‘Ashes to ashes, dust to dust; if Lillee doesn’t get you Thommo must!’ The famous line in cricket is enough to tell you about the potency of Australia’s attack, if Lillee fails to knock you out, then don’t get carried away, Jeff Thomson will do the work.
Today is the birthday of ‘Thommo’; Jeff Thomson.
Jeff Thomson’s bowling style was unique
Born in 1950, Jeff Thomson had a unique bowling action. A relatively short run-up for a fast bowler, but he generated all the pace from the slinging action. He used to tilt back like a Javelin thrower and then hurl the ball at batsmen with extreme pace. Many great batsmen have had an opinion that he was the fastest bowler they had ever faced.
Jeff Thomson’s one of best wicket video:
Some science and stats
Andy Roberts, the West Indian fast bowler had recorded the fastest delivery of 159.49 km/h. Jeff Thomson was quicker than Andy for sure. The intriguing thing is, Andy’s run-up had a speed of 28.78 km/h and Thomson’s was 18.02 km/h. This also applies to Michael Holding(28.10km/h) and Dennis Lille(33.57 km/h). All these were not too slow from Thomson, they were there and thereabout, but Thomson’s run-up was too slow to generate that amount of pace. Fascinating, isn’t it?

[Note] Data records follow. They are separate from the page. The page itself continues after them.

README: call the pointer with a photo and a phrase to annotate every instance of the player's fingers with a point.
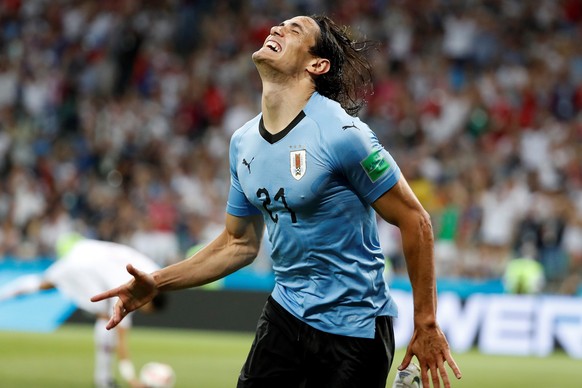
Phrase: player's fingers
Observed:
(444, 375)
(424, 371)
(454, 366)
(434, 375)
(132, 270)
(105, 295)
(406, 360)
(119, 312)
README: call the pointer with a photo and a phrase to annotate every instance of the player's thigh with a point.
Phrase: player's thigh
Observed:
(274, 359)
(352, 362)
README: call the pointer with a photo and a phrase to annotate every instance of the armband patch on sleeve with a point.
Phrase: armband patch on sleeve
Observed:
(375, 165)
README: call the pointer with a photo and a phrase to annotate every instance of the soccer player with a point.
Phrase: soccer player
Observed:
(314, 173)
(86, 267)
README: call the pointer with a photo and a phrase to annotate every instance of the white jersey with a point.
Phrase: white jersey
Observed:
(92, 267)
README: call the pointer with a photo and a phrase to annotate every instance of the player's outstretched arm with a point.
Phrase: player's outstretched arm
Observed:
(400, 207)
(234, 248)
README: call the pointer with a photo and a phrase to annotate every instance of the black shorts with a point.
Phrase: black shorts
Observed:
(287, 353)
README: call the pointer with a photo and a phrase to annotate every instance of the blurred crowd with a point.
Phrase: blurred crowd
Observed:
(115, 118)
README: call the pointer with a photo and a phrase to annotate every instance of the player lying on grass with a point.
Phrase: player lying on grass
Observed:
(86, 267)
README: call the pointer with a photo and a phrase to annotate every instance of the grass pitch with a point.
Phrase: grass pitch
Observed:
(213, 359)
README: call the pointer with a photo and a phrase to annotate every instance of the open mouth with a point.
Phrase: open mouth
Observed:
(273, 46)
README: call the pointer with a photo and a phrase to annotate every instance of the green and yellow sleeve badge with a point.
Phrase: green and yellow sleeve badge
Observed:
(375, 165)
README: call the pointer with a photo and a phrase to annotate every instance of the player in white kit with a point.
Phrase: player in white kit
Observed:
(86, 267)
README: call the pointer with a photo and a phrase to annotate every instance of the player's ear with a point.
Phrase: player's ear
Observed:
(318, 66)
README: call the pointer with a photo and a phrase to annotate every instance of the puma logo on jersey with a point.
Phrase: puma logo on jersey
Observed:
(248, 164)
(350, 126)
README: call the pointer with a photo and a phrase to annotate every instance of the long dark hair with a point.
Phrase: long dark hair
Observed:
(349, 79)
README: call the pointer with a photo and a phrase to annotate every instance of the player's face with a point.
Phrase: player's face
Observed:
(286, 49)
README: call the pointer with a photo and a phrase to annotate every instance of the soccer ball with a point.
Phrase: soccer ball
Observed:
(408, 378)
(157, 375)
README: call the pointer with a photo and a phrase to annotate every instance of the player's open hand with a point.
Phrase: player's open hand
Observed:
(431, 348)
(132, 295)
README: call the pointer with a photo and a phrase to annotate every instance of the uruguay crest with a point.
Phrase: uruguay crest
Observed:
(297, 159)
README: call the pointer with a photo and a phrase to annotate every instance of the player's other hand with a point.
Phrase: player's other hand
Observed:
(132, 295)
(431, 348)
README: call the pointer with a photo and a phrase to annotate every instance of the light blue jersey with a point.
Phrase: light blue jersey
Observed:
(314, 183)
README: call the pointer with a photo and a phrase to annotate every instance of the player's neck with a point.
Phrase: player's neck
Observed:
(281, 103)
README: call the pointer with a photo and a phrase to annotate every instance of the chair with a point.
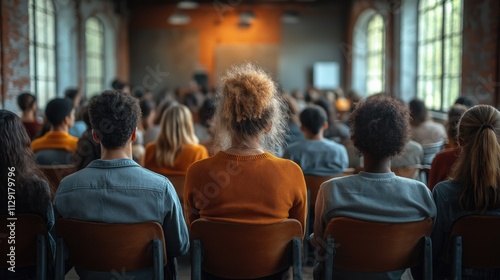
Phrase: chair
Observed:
(178, 182)
(313, 183)
(53, 157)
(475, 243)
(362, 246)
(243, 251)
(107, 247)
(55, 173)
(31, 239)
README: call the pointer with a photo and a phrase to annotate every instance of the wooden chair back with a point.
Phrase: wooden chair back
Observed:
(29, 232)
(55, 173)
(104, 247)
(178, 181)
(475, 243)
(378, 247)
(243, 251)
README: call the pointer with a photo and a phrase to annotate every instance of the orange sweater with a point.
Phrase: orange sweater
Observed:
(255, 189)
(55, 140)
(188, 155)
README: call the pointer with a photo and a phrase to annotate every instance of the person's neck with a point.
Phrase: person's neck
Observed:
(119, 153)
(60, 128)
(248, 147)
(374, 165)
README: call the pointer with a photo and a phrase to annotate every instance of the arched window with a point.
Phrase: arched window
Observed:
(439, 52)
(42, 30)
(375, 37)
(368, 53)
(94, 53)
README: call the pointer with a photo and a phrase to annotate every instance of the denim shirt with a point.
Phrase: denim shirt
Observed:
(121, 191)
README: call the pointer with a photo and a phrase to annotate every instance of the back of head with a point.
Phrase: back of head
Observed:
(380, 126)
(454, 115)
(478, 165)
(25, 101)
(114, 116)
(418, 112)
(313, 118)
(466, 101)
(176, 129)
(57, 110)
(247, 106)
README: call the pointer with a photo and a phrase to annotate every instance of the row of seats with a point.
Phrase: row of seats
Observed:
(239, 251)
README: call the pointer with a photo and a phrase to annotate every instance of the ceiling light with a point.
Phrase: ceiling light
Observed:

Another amazing thing is about certain observations about Thomson’s speed. For 160km/h Thomson delivery, it took only 0.438 to reach the other end. It takes 0.30 seconds to see the ball and react to it for any batsmen. So according to the theory, in an ideal scenario batsmen would need to react 0.162 seconds before the release.
Jeff Thomson’s Debut against Pakistan
Jeff made his Test match debut against Pakistan on 29th December 1972 and ODI debut on 1st day of 1975 against England. He got the Test call against Pakistan and to not miss the debut match, he concealed the injury to his foot bone. He couldn’t perform as per the expectations and the debut figures were 0-110.

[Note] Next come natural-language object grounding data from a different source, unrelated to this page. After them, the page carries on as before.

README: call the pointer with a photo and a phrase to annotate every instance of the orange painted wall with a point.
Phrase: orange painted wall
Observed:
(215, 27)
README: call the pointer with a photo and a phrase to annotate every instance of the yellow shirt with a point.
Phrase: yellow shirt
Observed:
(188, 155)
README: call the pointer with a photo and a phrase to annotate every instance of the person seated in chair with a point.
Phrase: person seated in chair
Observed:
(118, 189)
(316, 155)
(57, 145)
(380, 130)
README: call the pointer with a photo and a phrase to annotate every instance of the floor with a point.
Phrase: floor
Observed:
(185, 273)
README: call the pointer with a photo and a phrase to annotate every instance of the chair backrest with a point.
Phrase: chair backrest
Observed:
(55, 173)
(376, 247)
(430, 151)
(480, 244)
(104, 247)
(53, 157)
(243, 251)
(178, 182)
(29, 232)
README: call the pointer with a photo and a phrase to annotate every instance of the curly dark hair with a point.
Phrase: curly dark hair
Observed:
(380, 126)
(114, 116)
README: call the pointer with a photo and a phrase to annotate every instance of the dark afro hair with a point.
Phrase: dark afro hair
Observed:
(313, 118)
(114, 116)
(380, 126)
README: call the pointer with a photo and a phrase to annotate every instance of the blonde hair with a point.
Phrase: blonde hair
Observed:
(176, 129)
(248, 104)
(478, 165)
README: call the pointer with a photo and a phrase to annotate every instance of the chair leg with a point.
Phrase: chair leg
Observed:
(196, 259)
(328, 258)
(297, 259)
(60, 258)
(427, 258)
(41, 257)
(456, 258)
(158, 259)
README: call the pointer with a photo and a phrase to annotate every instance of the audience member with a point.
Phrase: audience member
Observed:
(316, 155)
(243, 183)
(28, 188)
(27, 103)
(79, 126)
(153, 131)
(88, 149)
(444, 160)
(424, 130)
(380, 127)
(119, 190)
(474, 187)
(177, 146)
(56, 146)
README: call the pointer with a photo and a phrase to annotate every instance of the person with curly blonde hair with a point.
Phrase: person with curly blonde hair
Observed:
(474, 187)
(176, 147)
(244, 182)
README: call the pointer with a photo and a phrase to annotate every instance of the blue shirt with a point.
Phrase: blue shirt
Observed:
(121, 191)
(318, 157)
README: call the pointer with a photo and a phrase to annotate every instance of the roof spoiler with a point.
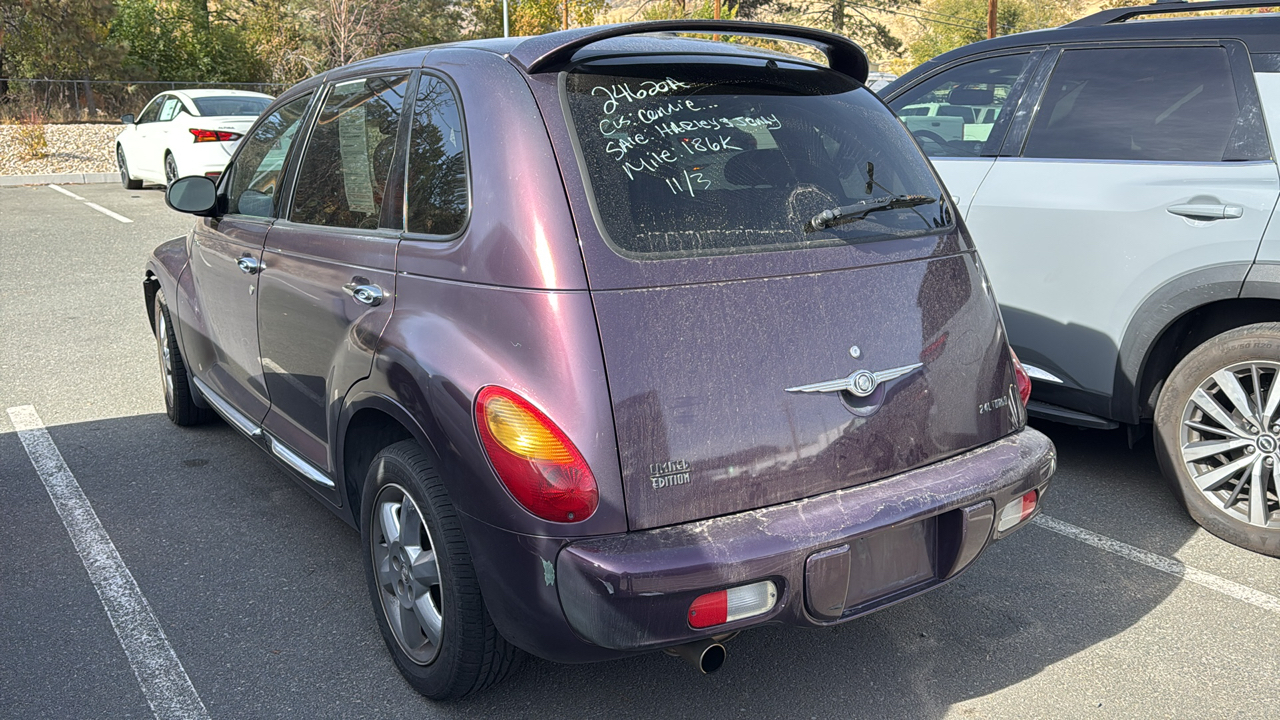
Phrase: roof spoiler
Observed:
(548, 53)
(1166, 7)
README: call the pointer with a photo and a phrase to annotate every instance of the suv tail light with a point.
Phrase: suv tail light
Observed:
(214, 136)
(534, 459)
(1024, 381)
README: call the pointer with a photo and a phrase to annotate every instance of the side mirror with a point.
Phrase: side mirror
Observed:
(195, 194)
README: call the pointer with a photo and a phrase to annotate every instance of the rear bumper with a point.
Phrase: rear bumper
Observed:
(832, 557)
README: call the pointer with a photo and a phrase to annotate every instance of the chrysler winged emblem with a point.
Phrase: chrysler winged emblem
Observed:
(859, 383)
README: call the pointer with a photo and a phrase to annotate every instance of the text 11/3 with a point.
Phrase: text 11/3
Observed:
(691, 181)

Jeff Thomson was commonly known for hitting batsmen
Though Australia gave him another chance for the Ashes and that’s where the Lillee and Thomson scared the life out of English players. Dennis Lillee and Jeff Thompon formed a terrifying bowling pair and helped their side to win the most important Ashes series quite convincingly. Thomson took 33 wickets. During that series, he had made a comment saying “I enjoy hitting a batsman more than getting him out. I like to see blood on the pitch”. Obviously, it created a lot of controversies. You could understand the fear factor of the Englishmen.
Less pace but same potency
A collision on the field with the teammate Alan Turner caused a collarbone injury and since then his pace was never been the same. However, with pace or without, he was still lethal and took 22 wickets in the next Ashes which Australia won by the barest margin of 3-2.
In 51 Tests matches, he has claimed exactly 200 wickets at an average of 28.00, best of 6/46, and eight 5-wicket hauls. In ODIs, he has 55 wickets in 50 matches at 35.30, with a best of 4/67.
At the time of his Test debut, he had only 5 First class Match experience, but over the years went on to play 187 of them and bagged 675 wickets at 26.46.
On 27th January 2016, Thomson was inducted into the Australian hall of fame.
We wish you a very Happy Birthday Jeff!
Interesting facts about Jeff Thomson
Everybody thinks of how batsmen would react to the bullets from Jeff, but spare some attention to the keeper as well. Rod Marsh had kept wickets for Thomson in many matches. He once claimed Thommo regularly bowled at more than 160km/h and even touched the 180 mark. Really feeling for Rod Marsh and his hands.